Sports, Jobs, and Taxes: The Economic Impact of Sports Teams and Stadiums

America is in the midst of a sports building boom. Professional sports teams are demanding and receiving fancy new playing facilities that are heavily subsidized by government.

October 2015 | by David Delaney

New sports facilities costing at least $500 million each have been completed or are under way in Baltimore, Charlotte, Chicago, Cincinnati, Cleveland, Milwaukee, Nashville, San Francisco, St. Louis, Seattle, Tampa, and Washington, D.C., and are in the planning stages in Boston, Dallas, Minneapolis, New York, and Pittsburgh. Major stadium renovations have been undertaken in Jacksonville and Oakland. Industry experts estimate that more than $15 billion will be spent on new facilities for professional sports teams before 2020.
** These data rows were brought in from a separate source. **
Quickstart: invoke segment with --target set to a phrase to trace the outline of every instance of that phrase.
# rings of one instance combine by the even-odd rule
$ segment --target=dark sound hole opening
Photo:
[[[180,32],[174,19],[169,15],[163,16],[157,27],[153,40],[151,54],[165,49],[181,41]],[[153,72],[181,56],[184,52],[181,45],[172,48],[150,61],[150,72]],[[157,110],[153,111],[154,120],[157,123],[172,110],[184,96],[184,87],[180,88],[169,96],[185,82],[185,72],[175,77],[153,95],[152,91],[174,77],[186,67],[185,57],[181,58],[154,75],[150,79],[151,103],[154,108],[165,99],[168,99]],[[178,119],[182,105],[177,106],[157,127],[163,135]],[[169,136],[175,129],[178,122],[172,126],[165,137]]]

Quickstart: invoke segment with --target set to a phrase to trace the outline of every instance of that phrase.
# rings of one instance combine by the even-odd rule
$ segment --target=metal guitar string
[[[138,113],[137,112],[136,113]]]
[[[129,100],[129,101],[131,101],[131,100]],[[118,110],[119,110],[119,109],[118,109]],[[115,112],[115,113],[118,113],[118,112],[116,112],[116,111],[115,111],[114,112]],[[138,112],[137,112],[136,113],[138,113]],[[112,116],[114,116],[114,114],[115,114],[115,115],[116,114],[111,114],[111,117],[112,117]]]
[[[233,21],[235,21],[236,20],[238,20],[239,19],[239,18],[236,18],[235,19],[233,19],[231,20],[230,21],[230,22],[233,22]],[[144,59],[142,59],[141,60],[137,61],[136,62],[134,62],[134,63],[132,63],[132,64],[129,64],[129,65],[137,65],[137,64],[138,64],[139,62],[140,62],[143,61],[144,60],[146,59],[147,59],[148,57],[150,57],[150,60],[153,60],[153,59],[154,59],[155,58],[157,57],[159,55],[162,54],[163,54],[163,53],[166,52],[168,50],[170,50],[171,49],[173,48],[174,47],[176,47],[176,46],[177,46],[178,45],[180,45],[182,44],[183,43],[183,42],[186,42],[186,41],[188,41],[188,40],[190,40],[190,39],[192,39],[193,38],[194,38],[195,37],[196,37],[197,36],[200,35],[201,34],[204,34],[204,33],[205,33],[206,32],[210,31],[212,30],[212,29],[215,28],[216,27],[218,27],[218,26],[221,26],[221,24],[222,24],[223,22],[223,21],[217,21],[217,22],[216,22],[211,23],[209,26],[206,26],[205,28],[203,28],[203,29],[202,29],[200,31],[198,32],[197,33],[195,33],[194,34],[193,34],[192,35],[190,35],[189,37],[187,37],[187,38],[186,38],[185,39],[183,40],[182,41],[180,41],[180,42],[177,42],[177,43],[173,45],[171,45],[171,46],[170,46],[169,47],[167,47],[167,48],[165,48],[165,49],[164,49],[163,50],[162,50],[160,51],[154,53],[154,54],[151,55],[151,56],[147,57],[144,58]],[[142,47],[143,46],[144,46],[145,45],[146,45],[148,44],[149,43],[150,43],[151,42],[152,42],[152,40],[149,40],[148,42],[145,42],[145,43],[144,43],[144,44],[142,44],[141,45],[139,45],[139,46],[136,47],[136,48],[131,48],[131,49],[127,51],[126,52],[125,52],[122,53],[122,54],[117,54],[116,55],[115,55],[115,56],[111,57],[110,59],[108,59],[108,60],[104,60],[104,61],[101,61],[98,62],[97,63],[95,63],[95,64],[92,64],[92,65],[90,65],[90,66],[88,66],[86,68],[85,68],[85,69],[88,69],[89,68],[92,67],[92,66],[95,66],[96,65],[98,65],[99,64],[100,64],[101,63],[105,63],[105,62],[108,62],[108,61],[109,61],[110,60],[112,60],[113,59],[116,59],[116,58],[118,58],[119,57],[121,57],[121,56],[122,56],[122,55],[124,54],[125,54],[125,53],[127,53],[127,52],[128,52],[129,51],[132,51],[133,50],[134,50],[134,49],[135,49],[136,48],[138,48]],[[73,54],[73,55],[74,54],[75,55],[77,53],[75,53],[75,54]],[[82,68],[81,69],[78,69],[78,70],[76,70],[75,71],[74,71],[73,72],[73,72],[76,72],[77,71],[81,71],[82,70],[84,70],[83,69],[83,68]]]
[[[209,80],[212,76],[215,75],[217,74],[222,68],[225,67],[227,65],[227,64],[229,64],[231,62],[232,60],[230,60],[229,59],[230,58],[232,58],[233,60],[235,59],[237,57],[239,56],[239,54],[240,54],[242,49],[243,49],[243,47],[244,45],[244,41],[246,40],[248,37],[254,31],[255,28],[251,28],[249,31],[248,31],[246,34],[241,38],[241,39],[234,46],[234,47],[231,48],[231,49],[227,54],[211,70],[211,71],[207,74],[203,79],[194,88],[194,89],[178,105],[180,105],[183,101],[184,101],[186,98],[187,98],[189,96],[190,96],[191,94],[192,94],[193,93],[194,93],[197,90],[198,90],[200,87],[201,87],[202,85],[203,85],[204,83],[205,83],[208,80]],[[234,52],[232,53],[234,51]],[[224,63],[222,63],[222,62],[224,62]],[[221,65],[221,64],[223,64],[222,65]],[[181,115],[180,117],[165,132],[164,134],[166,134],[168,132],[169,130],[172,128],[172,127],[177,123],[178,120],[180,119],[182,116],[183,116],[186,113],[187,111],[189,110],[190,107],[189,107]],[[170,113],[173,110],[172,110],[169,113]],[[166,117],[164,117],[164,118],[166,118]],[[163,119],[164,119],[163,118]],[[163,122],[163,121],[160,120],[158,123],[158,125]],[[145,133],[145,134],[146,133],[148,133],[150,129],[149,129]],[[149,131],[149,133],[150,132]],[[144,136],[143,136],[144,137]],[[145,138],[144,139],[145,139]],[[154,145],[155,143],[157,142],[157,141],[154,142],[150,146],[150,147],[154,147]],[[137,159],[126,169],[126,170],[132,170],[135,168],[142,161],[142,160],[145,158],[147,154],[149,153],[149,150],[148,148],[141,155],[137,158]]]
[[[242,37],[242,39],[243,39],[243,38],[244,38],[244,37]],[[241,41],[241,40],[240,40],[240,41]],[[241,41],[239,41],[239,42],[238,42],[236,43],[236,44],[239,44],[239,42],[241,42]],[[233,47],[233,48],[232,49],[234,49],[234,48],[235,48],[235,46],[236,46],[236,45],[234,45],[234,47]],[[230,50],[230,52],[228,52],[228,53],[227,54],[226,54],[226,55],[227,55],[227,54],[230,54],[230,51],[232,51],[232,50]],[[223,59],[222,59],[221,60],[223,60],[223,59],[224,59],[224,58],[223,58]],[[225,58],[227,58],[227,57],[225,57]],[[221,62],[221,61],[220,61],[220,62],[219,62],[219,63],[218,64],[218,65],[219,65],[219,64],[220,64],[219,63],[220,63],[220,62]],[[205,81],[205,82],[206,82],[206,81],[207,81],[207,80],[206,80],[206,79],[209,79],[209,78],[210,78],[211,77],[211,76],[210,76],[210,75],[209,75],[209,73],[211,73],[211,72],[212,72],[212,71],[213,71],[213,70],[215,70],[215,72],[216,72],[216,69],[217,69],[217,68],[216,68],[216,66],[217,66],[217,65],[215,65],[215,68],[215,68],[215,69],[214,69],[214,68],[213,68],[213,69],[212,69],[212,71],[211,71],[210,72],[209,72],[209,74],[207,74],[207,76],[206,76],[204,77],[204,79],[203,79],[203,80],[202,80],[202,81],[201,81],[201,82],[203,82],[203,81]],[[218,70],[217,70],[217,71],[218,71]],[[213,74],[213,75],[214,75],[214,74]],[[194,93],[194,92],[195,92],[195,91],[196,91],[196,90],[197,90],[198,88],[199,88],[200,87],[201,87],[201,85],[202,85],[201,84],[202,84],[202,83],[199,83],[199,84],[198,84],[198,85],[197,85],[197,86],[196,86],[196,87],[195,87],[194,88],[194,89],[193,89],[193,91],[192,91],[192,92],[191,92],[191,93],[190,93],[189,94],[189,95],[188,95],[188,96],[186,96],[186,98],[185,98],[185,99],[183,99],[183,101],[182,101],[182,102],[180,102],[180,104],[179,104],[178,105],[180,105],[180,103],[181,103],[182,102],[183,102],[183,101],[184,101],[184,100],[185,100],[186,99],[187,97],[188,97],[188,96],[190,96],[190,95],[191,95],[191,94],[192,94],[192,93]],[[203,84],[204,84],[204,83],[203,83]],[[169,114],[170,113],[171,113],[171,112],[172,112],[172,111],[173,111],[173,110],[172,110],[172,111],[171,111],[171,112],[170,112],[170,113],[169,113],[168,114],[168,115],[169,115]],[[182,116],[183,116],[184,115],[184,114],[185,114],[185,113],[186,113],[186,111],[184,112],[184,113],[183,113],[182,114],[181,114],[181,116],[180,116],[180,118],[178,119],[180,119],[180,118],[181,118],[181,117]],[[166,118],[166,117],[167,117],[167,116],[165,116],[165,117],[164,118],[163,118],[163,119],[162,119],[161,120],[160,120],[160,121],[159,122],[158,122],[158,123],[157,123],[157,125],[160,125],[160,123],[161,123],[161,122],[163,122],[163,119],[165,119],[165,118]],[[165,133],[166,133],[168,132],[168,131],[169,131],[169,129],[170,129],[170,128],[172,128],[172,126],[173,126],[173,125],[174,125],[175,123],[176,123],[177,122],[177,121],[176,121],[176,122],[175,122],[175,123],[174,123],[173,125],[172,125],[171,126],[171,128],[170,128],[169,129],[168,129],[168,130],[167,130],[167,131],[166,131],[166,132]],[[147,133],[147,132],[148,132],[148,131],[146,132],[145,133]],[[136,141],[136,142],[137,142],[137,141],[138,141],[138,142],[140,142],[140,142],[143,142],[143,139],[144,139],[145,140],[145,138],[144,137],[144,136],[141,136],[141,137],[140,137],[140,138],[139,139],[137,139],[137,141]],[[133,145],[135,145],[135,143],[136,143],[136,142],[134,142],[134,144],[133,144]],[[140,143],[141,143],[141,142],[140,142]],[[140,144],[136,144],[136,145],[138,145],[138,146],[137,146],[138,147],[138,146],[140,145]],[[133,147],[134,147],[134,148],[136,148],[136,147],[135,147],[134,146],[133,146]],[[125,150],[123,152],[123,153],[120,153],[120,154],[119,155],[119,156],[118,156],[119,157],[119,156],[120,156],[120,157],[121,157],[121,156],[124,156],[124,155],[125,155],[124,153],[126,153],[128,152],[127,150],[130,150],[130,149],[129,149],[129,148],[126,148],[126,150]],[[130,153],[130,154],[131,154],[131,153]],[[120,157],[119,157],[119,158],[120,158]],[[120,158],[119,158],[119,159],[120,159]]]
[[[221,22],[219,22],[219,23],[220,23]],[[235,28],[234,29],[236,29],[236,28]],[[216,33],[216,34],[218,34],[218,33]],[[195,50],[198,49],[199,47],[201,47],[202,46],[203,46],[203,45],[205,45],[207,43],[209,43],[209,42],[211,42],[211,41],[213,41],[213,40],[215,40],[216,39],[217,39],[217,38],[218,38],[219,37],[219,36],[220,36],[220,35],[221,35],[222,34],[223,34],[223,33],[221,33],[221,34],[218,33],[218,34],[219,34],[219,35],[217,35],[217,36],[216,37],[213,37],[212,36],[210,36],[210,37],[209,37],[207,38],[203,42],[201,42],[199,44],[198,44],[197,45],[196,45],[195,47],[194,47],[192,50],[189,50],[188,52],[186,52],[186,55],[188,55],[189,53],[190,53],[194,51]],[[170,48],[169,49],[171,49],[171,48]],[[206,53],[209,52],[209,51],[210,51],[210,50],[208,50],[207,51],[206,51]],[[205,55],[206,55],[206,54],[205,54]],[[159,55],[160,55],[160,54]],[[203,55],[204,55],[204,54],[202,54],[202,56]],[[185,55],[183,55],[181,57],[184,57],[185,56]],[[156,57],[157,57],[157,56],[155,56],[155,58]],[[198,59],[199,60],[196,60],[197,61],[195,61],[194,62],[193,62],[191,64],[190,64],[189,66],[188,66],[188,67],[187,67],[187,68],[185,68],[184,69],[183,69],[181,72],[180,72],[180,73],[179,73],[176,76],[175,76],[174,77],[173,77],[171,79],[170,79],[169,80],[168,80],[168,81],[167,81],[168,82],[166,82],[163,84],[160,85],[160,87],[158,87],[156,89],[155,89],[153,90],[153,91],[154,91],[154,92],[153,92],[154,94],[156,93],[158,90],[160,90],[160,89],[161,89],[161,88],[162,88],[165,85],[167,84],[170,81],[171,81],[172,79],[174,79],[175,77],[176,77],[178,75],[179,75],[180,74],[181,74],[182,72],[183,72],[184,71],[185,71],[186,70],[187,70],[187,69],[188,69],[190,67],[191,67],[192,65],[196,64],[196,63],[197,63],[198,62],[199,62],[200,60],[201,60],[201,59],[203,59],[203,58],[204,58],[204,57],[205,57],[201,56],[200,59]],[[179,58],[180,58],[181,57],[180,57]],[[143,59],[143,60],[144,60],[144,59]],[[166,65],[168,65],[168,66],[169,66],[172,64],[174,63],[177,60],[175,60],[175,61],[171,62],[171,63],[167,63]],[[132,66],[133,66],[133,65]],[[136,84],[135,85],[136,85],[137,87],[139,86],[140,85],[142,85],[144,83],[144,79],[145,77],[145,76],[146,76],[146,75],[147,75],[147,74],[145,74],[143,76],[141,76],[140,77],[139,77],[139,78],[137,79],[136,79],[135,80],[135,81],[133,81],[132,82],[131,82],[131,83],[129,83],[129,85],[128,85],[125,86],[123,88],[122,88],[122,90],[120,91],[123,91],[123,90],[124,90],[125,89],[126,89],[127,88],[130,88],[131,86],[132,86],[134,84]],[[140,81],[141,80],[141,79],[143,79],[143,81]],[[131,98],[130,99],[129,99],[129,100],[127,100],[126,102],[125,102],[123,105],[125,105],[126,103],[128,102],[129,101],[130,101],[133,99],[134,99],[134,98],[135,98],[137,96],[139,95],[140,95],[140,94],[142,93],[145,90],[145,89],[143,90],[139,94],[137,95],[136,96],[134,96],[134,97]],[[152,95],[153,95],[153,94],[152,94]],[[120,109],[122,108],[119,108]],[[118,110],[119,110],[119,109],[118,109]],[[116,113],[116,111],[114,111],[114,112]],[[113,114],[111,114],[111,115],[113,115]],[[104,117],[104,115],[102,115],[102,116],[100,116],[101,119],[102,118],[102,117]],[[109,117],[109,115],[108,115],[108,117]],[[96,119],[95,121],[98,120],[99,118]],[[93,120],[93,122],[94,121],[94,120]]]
Most of this $15 billion will come from public sources. The subsidy starts with the federal government, which allows state and local governments to issue tax-exempt bonds to help finance sports facilities. Tax exemption lowers interest on debt and so reduces the amount that cities and teams must pay for a stadium. Since 1975, the interest rate reduction has varied between 2.4 and 4.5 percentage points. Assuming a differential of 3 percentage points, the discounted present value loss in federal taxes for a $225 million stadium is about $70 million, or more than $2 million a year over a useful life of 30 years. Ten facilities built in the 1970s and 1980s, including the Superdome in New Orleans, the Silverdome in Pontiac, the now-obsolete Kingdome in Seattle, and Giants Stadium in the New Jersey Meadowlands, each cause an annual federal tax loss exceeding $1 million.

State and local governments pay even larger subsidies than Washington. Sports facilities now typically cost the host city more than $10 million a year. Perhaps the most successful new baseball stadium, Oriole Park at Camden Yards, costs Maryland residents $14 million a year. Renovations aren't cheap either: the net cost to local government for refurbishing the Oakland Coliseum for the Raiders was about $70 million. Most large cities are willing to spend big to attract or keep a major league franchise. But a city need not be among the nation's biggest to win a national competition for a team, as shown by the NBA's Utah Jazz's Delta Center in Salt Lake City and the Houston Oilers' football stadium in Nashville.

Why Cities Subsidize Sports

The economic rationale for cities' willingness to subsidize sports facilities is revealed in the campaign slogan for a new stadium for the San Francisco 49ers: "Build the Stadium—Create the Jobs!" Proponents claim that sports facilities improve the local economy in four ways. First, building the facility creates construction jobs. Second, people who attend games or work for the team generate new spending in the community, expanding local employment. Third, a team attracts tourists and companies to the host city, further increasing local spending and jobs. Finally, all this new spending has a "multiplier effect" as increased local income causes still more new spending and job creation. Advocates argue that new stadiums spur so much economic growth that they are self-financing: subsidies are offset by revenues from ticket taxes, sales taxes on concessions and other spending outside the stadium, and property tax increases arising from the stadium's economic impact.

Economic growth takes place when a community's resources—people, capital investments, and natural resources like land—become more productive. Increased productivity can arise in two ways: from economically beneficial specialization by the community for the purpose of trading with other regions or from local value added that is higher than other uses of local workers, land, and investments. Building a stadium is good for the local economy only if a stadium is the most productive way to make capital investments and use its workers.

A professional sports team, therefore, creates a "public good" or "externality"—a benefit enjoyed by consumers who follow sports regardless of whether they help pay for it. The magnitude of this benefit is unknown, and is not shared by everyone; nevertheless, it exists. As a result, sports fans are likely to accept higher taxes or reduced public services to attract or keep a team, even if they do not attend games themselves. These fans, supplemented and mobilized by teams, local media, and local interests that benefit directly from a stadium, constitute the base of political support for subsidized sports facilities.